¿De verdad existe el orgasmo de clítoris y de punto G?

Lo has leído en multitud de artículos: que si esta chica es más de orgasmos de clítoris, que si la otra se estimula de tal forma tiene orgasmos de punto G…. pero, ¿de verdad existen distintos tipos de orgasmos? Acudimos a la sexóloga María Esclapez para conocer su opinión sobre el tema y oh, sorpresa: desde su punto de vista, no.

“No existen distintos tipos de orgasmos. Orgasmo como tal, con todas las sustancias que se segregan durante el proceso, sólo hay uno. Éste puede ser más intenso o menos, más largo o más corto, dependiendo de la estimulación, del cuerpo en sí mismo y de la historia personal. Que la estimulación sea una de las variables que determinan la intensidad y duración del orgasmo no implica una diferenciación entre tipos de orgasmos. Como mucho podemos hablar de sendas orgásmicas o caminos placenteros, pero no de tipos”, explica.

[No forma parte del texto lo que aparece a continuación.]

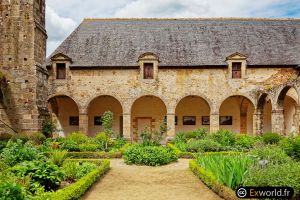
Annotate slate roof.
[47,18,300,67]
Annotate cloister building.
[0,0,300,139]
[47,19,300,141]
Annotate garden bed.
[36,159,110,200]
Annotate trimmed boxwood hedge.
[189,160,239,200]
[34,159,110,200]
[167,143,196,158]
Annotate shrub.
[235,134,255,149]
[0,140,43,166]
[123,144,177,166]
[278,137,294,156]
[243,162,300,195]
[28,132,46,145]
[38,160,109,200]
[0,180,25,200]
[50,150,68,166]
[114,137,126,149]
[79,143,99,151]
[197,154,253,189]
[11,133,30,143]
[61,139,80,151]
[185,128,208,140]
[262,133,281,144]
[67,132,89,144]
[186,139,221,152]
[95,132,110,151]
[11,160,64,191]
[293,137,300,161]
[76,162,97,179]
[0,133,12,141]
[249,145,292,164]
[212,129,235,146]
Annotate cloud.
[46,6,77,55]
[115,0,300,17]
[46,0,300,55]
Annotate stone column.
[294,106,300,134]
[79,113,89,135]
[209,113,220,133]
[123,113,132,141]
[253,110,263,136]
[166,113,176,140]
[271,109,285,135]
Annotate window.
[94,116,102,126]
[182,116,196,125]
[144,63,153,79]
[220,116,232,125]
[202,116,210,125]
[69,116,79,126]
[56,63,66,79]
[232,62,242,78]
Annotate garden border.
[34,159,110,200]
[189,160,239,200]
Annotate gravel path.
[83,159,221,200]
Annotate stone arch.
[86,95,123,136]
[256,93,273,135]
[48,94,79,137]
[175,95,211,132]
[219,95,255,134]
[129,93,170,113]
[274,85,299,135]
[131,95,167,140]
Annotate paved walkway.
[84,159,221,200]
[84,159,221,200]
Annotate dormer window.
[144,63,154,79]
[137,52,159,83]
[232,62,242,78]
[226,52,247,79]
[56,63,66,79]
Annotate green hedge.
[189,160,238,200]
[167,143,196,158]
[35,159,110,200]
[66,151,122,159]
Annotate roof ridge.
[83,17,300,21]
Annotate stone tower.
[0,0,48,132]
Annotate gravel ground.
[83,159,221,200]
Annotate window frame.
[56,63,67,80]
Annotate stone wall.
[49,61,299,138]
[0,0,48,132]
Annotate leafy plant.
[79,143,99,151]
[243,162,300,195]
[186,139,221,152]
[235,134,255,149]
[76,162,97,179]
[123,144,177,166]
[262,133,281,144]
[42,118,56,138]
[11,160,64,191]
[0,140,44,166]
[0,180,26,200]
[95,132,110,151]
[61,139,80,151]
[50,150,68,166]
[197,154,253,189]
[67,132,89,144]
[212,129,235,146]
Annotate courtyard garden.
[0,112,300,199]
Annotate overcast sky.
[46,0,300,55]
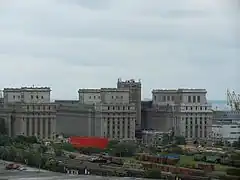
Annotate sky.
[0,0,240,100]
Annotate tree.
[0,118,7,135]
[144,169,162,179]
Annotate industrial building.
[0,87,56,139]
[211,110,240,144]
[117,78,142,130]
[148,89,212,142]
[78,88,136,140]
[55,100,98,137]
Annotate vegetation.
[144,169,162,179]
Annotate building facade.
[55,100,97,137]
[152,89,212,142]
[2,87,56,139]
[212,110,240,144]
[78,88,136,140]
[117,79,142,130]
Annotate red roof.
[69,136,108,149]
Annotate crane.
[227,90,240,111]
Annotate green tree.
[0,118,7,135]
[144,169,162,179]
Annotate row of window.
[13,95,44,99]
[108,106,131,110]
[106,112,135,118]
[185,124,207,130]
[27,105,56,110]
[182,106,208,111]
[154,96,201,103]
[88,96,123,99]
[188,96,201,103]
[185,131,207,138]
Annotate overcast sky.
[0,0,240,99]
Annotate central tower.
[117,78,142,130]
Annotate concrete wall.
[56,101,95,136]
[3,87,51,103]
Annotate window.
[193,96,196,103]
[163,96,166,101]
[197,96,201,103]
[167,96,170,101]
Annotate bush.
[144,169,162,179]
[69,154,76,159]
[227,168,240,176]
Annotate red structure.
[69,136,108,149]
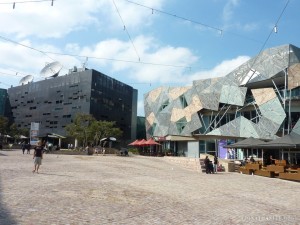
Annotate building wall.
[144,45,300,139]
[8,70,137,139]
[0,88,12,121]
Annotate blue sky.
[0,0,300,116]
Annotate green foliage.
[65,114,122,146]
[128,148,140,155]
[0,116,8,134]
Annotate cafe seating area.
[238,160,300,181]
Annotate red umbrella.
[145,138,160,145]
[137,139,147,146]
[128,139,140,146]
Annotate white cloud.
[0,0,164,38]
[222,0,239,22]
[189,56,250,82]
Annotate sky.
[0,0,300,116]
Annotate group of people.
[22,143,31,154]
[32,141,45,173]
[204,155,219,174]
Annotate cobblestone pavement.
[0,150,300,225]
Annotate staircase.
[200,159,206,173]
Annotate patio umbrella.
[145,138,160,145]
[137,139,146,146]
[20,135,28,139]
[128,139,140,146]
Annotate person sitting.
[241,157,248,166]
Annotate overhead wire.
[124,0,261,43]
[244,0,290,86]
[0,35,191,69]
[112,0,141,61]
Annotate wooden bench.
[266,165,285,173]
[279,170,300,181]
[275,159,286,166]
[245,163,261,170]
[254,170,275,178]
[238,166,254,175]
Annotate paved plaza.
[0,150,300,225]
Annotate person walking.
[22,143,26,155]
[26,143,31,154]
[204,156,210,174]
[32,141,44,173]
[214,155,219,173]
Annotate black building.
[8,69,137,140]
[0,88,12,121]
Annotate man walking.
[32,141,44,173]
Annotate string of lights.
[112,0,141,61]
[124,0,262,43]
[0,0,57,9]
[244,0,290,86]
[0,35,191,69]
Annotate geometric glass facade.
[144,45,300,139]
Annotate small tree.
[65,114,122,146]
[65,113,96,146]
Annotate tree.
[65,113,96,146]
[91,120,123,145]
[0,116,8,135]
[65,114,122,146]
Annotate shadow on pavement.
[39,172,74,177]
[0,177,18,225]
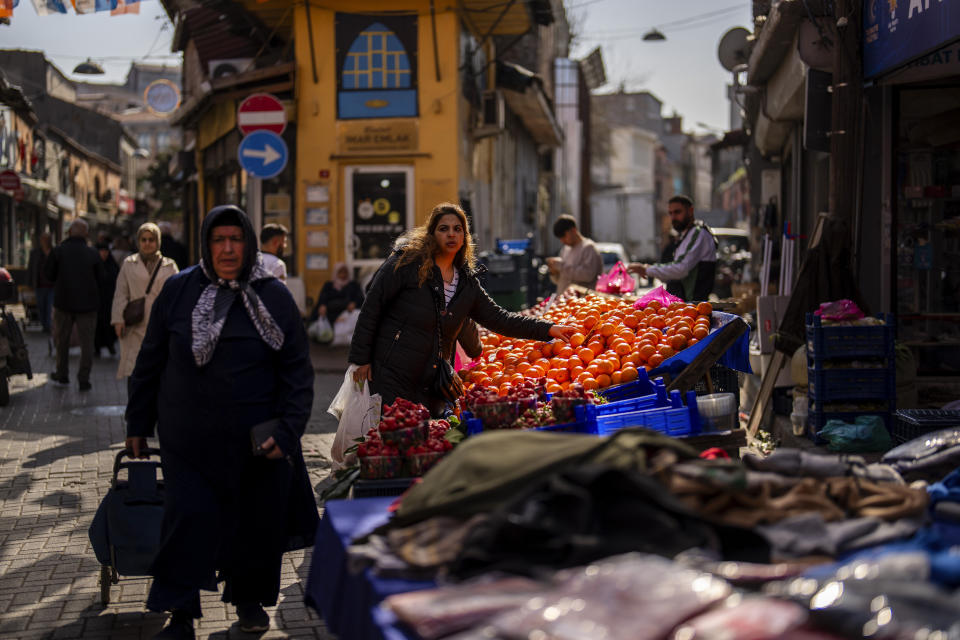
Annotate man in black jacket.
[43,218,103,391]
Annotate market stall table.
[305,498,436,640]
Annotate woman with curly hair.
[348,202,576,416]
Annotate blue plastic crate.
[807,313,897,359]
[596,391,701,437]
[599,367,663,402]
[464,412,597,437]
[807,367,897,403]
[575,381,672,421]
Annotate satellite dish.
[717,27,750,71]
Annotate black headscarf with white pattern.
[192,205,284,367]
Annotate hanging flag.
[33,0,67,16]
[110,0,140,16]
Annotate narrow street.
[0,331,344,640]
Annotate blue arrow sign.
[237,130,289,179]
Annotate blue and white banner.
[863,0,960,78]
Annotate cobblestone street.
[0,331,343,640]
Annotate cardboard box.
[757,296,790,353]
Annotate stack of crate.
[806,313,897,437]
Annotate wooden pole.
[829,0,863,239]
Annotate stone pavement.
[0,331,346,640]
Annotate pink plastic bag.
[813,300,863,322]
[633,285,683,309]
[595,262,637,294]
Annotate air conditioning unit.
[473,91,506,138]
[208,58,253,80]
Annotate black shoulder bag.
[430,287,464,402]
[123,257,163,327]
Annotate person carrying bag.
[123,260,160,327]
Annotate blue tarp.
[650,311,753,380]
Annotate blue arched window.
[336,14,417,119]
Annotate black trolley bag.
[89,448,164,606]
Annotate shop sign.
[863,0,960,78]
[263,193,290,216]
[337,120,419,153]
[56,193,77,211]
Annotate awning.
[457,0,553,37]
[497,62,563,147]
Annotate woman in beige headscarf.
[110,222,178,378]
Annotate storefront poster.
[351,172,407,260]
[307,207,330,225]
[863,0,960,78]
[306,184,330,202]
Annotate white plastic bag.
[333,309,360,347]
[327,364,381,467]
[307,316,333,344]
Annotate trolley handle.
[113,447,160,479]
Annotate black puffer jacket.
[349,254,552,414]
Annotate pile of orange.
[466,294,713,396]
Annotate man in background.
[260,224,290,282]
[43,218,103,391]
[627,195,717,302]
[547,214,603,293]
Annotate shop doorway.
[344,165,414,267]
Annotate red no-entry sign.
[237,93,287,135]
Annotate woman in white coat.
[110,222,178,379]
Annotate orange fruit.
[597,360,616,374]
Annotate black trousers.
[147,450,292,618]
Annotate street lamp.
[73,58,105,76]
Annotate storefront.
[860,2,960,384]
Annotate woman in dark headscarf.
[126,206,318,638]
[310,262,363,326]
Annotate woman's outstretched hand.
[550,324,579,342]
[353,364,373,384]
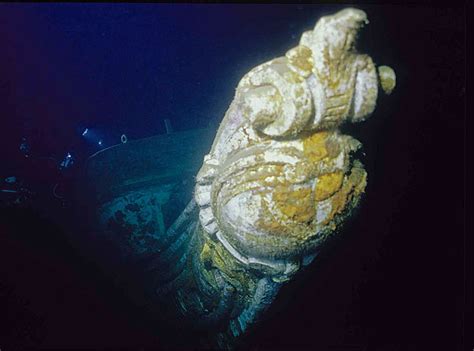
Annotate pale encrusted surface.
[195,9,393,286]
[160,9,395,348]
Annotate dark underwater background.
[0,3,466,351]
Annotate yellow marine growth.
[195,8,395,280]
[166,8,395,348]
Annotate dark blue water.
[0,3,466,350]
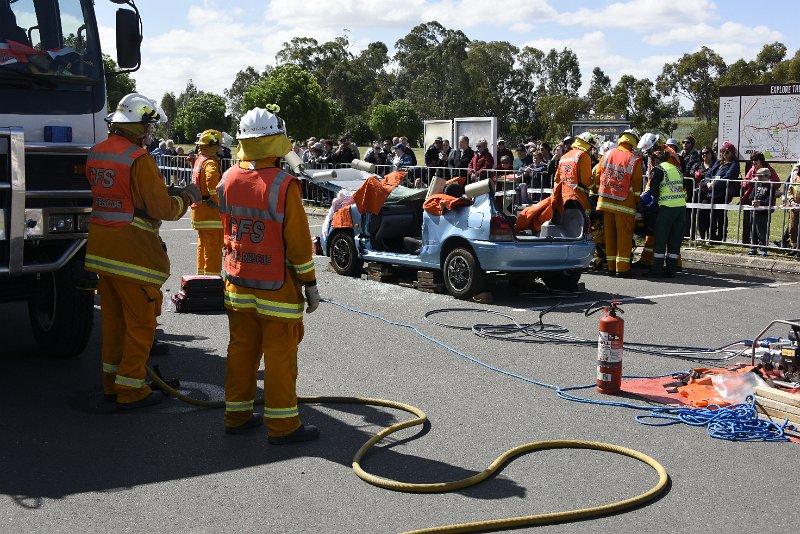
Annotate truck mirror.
[117,9,142,71]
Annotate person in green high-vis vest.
[642,150,686,277]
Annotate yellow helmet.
[572,132,602,152]
[197,130,222,145]
[618,128,639,148]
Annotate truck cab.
[0,0,141,356]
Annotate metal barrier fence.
[155,156,800,254]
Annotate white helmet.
[617,128,640,147]
[636,132,658,154]
[236,106,286,139]
[600,141,617,155]
[575,132,601,150]
[105,93,167,124]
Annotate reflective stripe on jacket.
[86,135,147,226]
[217,165,300,294]
[597,148,640,200]
[658,162,686,208]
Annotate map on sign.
[739,95,800,161]
[718,84,800,162]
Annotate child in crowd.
[747,167,775,256]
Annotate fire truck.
[0,0,141,356]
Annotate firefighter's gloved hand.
[183,184,203,204]
[641,191,656,210]
[303,283,319,313]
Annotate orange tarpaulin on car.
[383,171,408,186]
[514,182,589,232]
[331,204,353,228]
[353,176,397,215]
[422,193,472,215]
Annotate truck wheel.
[330,233,364,276]
[542,271,581,291]
[444,248,484,299]
[28,261,94,357]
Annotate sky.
[95,0,800,110]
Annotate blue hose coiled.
[322,299,797,441]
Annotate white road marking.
[530,282,800,310]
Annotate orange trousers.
[639,235,683,269]
[603,211,635,273]
[97,274,162,403]
[196,228,222,274]
[225,310,304,436]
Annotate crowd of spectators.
[148,127,800,255]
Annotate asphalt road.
[0,218,800,534]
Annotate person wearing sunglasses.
[678,135,701,176]
[690,146,714,239]
[700,141,739,241]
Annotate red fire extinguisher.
[585,301,625,395]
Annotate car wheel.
[28,260,94,357]
[542,271,581,291]
[444,248,484,299]
[330,233,364,276]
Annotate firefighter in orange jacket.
[192,130,222,274]
[86,93,200,410]
[217,106,320,444]
[597,130,642,278]
[555,132,600,216]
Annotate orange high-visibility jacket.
[597,148,641,200]
[86,134,189,287]
[555,148,592,194]
[218,170,300,290]
[86,135,147,226]
[217,162,316,322]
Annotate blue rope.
[322,299,797,441]
[636,395,796,441]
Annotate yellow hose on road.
[147,367,669,534]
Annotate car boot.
[225,414,264,435]
[117,391,164,412]
[267,425,319,445]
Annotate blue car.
[319,176,594,299]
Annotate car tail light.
[489,215,514,241]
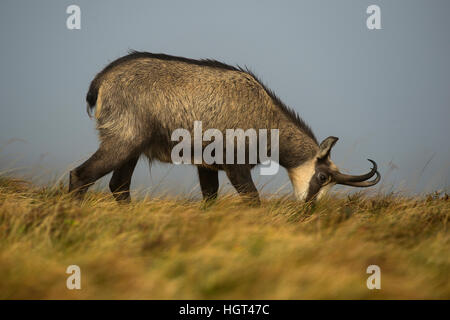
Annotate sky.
[0,0,450,194]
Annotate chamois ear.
[317,137,339,159]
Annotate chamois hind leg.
[197,167,219,200]
[225,165,260,205]
[109,157,139,202]
[69,139,140,198]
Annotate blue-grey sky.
[0,0,450,192]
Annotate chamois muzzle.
[334,159,381,187]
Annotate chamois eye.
[317,172,328,184]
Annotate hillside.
[0,177,450,299]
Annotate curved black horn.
[334,159,379,185]
[339,171,381,188]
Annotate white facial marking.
[288,158,317,200]
[317,183,335,200]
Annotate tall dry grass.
[0,177,450,299]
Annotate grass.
[0,177,450,299]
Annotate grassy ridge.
[0,178,450,299]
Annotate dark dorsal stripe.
[86,50,318,144]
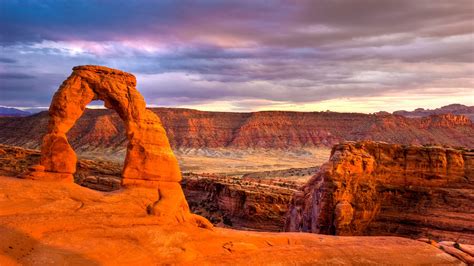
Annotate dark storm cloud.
[0,73,35,79]
[0,0,474,109]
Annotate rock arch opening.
[27,66,181,187]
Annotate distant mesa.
[393,103,474,121]
[19,65,210,226]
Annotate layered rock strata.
[285,141,474,243]
[23,66,211,227]
[0,108,474,154]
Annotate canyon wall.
[0,108,474,154]
[285,141,474,243]
[181,175,295,232]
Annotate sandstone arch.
[30,66,181,187]
[23,65,212,228]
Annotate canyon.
[0,66,474,265]
[0,108,474,155]
[286,141,474,244]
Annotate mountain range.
[0,107,474,152]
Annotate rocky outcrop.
[0,176,465,265]
[0,108,474,154]
[286,141,474,244]
[22,66,212,227]
[0,144,296,231]
[25,66,181,186]
[181,174,295,232]
[393,103,474,120]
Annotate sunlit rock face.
[23,66,212,227]
[26,66,181,186]
[286,141,474,243]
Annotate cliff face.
[285,141,474,243]
[0,144,298,232]
[393,104,474,120]
[0,108,474,153]
[181,176,295,231]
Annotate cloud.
[0,0,474,110]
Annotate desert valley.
[0,0,474,266]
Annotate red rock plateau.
[0,177,462,266]
[286,141,474,244]
[0,66,472,265]
[0,108,474,155]
[0,144,300,232]
[393,104,474,121]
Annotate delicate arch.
[35,66,181,187]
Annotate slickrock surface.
[0,108,474,154]
[0,177,462,265]
[286,141,474,244]
[393,103,474,121]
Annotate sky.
[0,0,474,113]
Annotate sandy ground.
[0,177,462,265]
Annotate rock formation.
[182,174,295,232]
[20,66,209,226]
[0,108,474,154]
[286,141,474,244]
[0,176,462,266]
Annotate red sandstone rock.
[19,66,212,228]
[33,66,181,186]
[286,141,474,244]
[0,108,474,152]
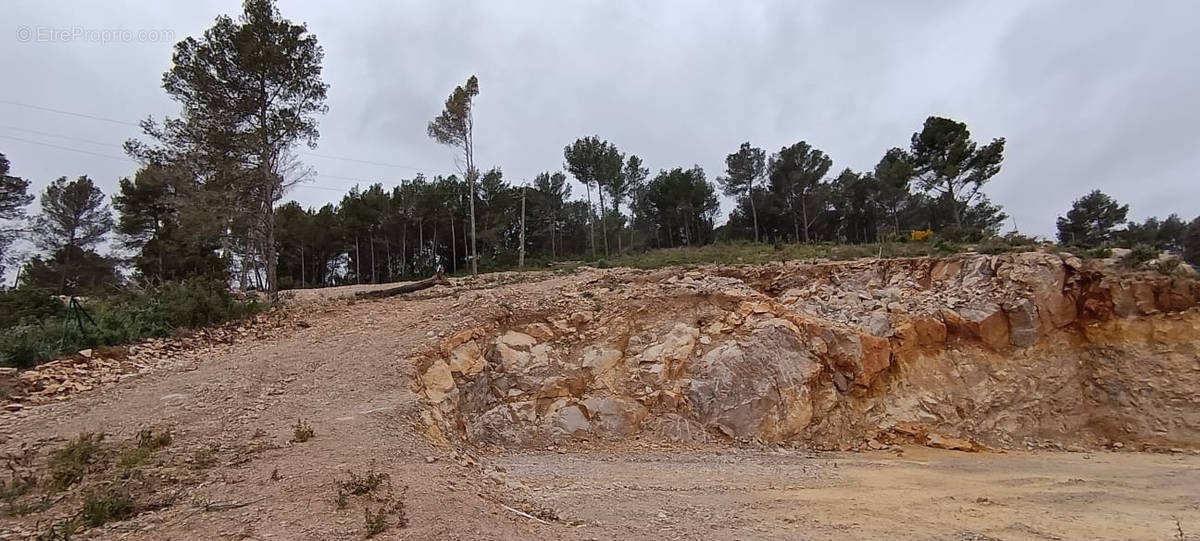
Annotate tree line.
[0,0,1200,301]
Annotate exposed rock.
[1004,299,1042,348]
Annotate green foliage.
[1154,258,1183,276]
[0,288,66,329]
[427,76,479,275]
[910,116,1004,228]
[1121,245,1159,269]
[22,175,116,294]
[113,164,229,283]
[80,488,136,528]
[1057,190,1129,247]
[0,154,34,275]
[337,469,391,495]
[47,432,104,491]
[1180,217,1200,266]
[977,236,1013,254]
[638,166,719,247]
[0,278,263,367]
[118,428,170,469]
[35,517,83,541]
[20,246,120,295]
[768,140,833,242]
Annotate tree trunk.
[383,235,391,282]
[583,182,596,259]
[800,196,809,242]
[746,180,758,244]
[596,187,608,257]
[467,166,479,276]
[354,272,450,299]
[517,186,524,269]
[450,212,458,275]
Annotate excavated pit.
[416,252,1200,450]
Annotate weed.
[362,507,388,539]
[292,419,317,444]
[1121,245,1158,269]
[48,432,104,491]
[80,489,133,528]
[1154,258,1183,276]
[116,429,170,469]
[337,470,391,495]
[4,494,55,517]
[977,236,1013,256]
[192,447,217,469]
[138,428,170,451]
[34,517,82,541]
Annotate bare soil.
[0,266,1200,540]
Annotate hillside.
[0,252,1200,540]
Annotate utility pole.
[517,185,524,269]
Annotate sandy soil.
[0,277,1200,540]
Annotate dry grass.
[292,419,317,444]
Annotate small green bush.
[977,236,1013,254]
[0,278,264,368]
[1121,245,1158,269]
[48,432,104,491]
[80,489,133,528]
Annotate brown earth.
[0,253,1200,540]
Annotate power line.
[0,124,122,146]
[0,100,142,127]
[0,100,454,174]
[0,134,136,163]
[0,131,398,192]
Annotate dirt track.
[0,268,1200,540]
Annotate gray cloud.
[0,0,1200,245]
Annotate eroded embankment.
[416,253,1200,449]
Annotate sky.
[0,0,1200,245]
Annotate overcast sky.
[0,0,1200,241]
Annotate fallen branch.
[500,504,550,525]
[354,272,450,299]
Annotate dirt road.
[0,276,1200,540]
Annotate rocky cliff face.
[416,253,1200,449]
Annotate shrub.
[292,419,317,444]
[1121,244,1158,269]
[82,489,133,528]
[0,288,66,329]
[0,278,263,367]
[48,432,104,491]
[977,236,1013,254]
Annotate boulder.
[580,397,647,435]
[448,339,487,375]
[682,326,822,441]
[550,405,592,438]
[421,360,455,403]
[1004,299,1042,348]
[941,303,1008,349]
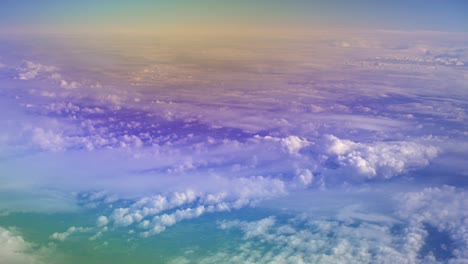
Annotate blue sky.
[0,0,468,33]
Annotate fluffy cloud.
[323,135,438,178]
[397,186,468,263]
[0,227,43,264]
[49,226,92,241]
[18,61,57,80]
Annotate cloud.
[0,227,45,264]
[396,186,468,263]
[18,61,58,80]
[49,226,93,241]
[322,135,438,179]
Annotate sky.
[0,0,468,264]
[0,0,468,34]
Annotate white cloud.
[96,215,109,227]
[18,61,57,80]
[323,135,438,178]
[60,80,80,89]
[396,186,468,263]
[0,227,43,264]
[49,226,93,241]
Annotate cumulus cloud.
[49,226,93,241]
[0,227,44,264]
[323,135,438,179]
[396,186,468,263]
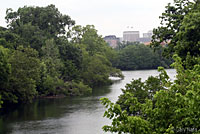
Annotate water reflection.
[0,70,175,134]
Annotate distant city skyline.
[0,0,173,37]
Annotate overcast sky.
[0,0,173,37]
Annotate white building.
[123,31,140,42]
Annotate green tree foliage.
[0,46,11,108]
[101,56,200,134]
[38,39,63,95]
[152,0,200,60]
[2,47,40,103]
[5,5,75,52]
[0,5,123,105]
[81,54,112,87]
[113,43,171,70]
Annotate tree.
[152,0,199,60]
[114,43,170,70]
[2,46,40,103]
[5,5,75,54]
[0,46,11,108]
[101,55,200,134]
[38,39,63,95]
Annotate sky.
[0,0,173,37]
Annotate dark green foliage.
[5,47,40,103]
[5,5,75,54]
[152,0,200,64]
[113,43,171,70]
[101,56,200,134]
[0,5,123,106]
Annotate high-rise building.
[104,35,120,48]
[143,30,153,38]
[123,31,140,42]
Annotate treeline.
[102,0,200,134]
[0,5,122,105]
[112,42,173,70]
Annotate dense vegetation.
[0,5,122,105]
[101,0,200,134]
[113,42,172,70]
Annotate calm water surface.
[0,69,175,134]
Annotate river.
[0,69,176,134]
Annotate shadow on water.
[0,81,116,134]
[0,70,175,134]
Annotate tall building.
[140,30,153,45]
[123,31,140,42]
[104,35,120,48]
[143,30,153,38]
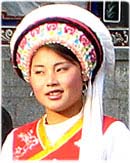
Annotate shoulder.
[13,119,39,134]
[103,116,118,133]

Por esta misma razón, la experta considera erróneo decir que haya mujeres clitorianas y féminas vaginales: “Por la misma regla de tres, las mujeres que sienten placer mediante la estimulación de los pechos habría que llamarlas “pechoniles”. ¿No?”, continúa. E insiste: “Si tuviéramos que clasificar los orgasmos, habría una cantidad e tipos o clases equivalente a las personas que los experimentan”.

hand grasping on bed sheet

¿De dónde viene entonces tanta literatura sobre si hay mujeres clitorianas o vaginales? “Viene porque hay mujeres que experimentan orgasmos con la estimulación del clítoris y con la estimulación de la zona G, respectivamente. Pero repito, no por sentir más placer de una u otra forma hay que encasillarse y limitarse a eso”, añade.

La sexóloga Silvia Carpallo, colaboradora habitual de El Sextante, comparte el mismo punto de vista: “El orgasmo es uno, lo que cambian son los caminos para alcanzarlo. Realmente la expresión física del mismo, es decir,  las descargas musculares rítmicas a nivel genital y perineanal, no varían si el orgasmo lo hemos alcanzado solas o acompañadas, por estimulación vaginal, el clítoris, de los pechos o durmiendo sin que nadie nos haya tocado nada. Lo que sí que puede cambiar es la forma en la que se vive ese orgasmo”, explica.

Y añade: “Yo siempre digo que el orgasmo de una persona nunca es el mismo, porque sí, la explicación fisiológica puede ser la misma, pero lo que tú sientes o cómo lo sientes, puede cambiar incluso haciendo exactamente lo mismo, con la misma pareja, según nuestro estado emocional de ese día. Además, el orgasmo evoluciona, como lo hace nuestra sexualidad. Somos capaces de entrenarlo y eso precisamente pasa por buscar diferentes modos de alcanzarlo. Que además son todo ventajas. Esto es como conducir, si por algún motivo nos han cortado el que es nuestro camino de vuelta a casa, no nos dará un ataque de pánico si sabemos otra forma de llegar a nuestro destino. Con el orgasmo sucede exactamente lo mismo”.

Así que ya sabes, entrena y que tengas grandes orgasmos, a través del camino que sean.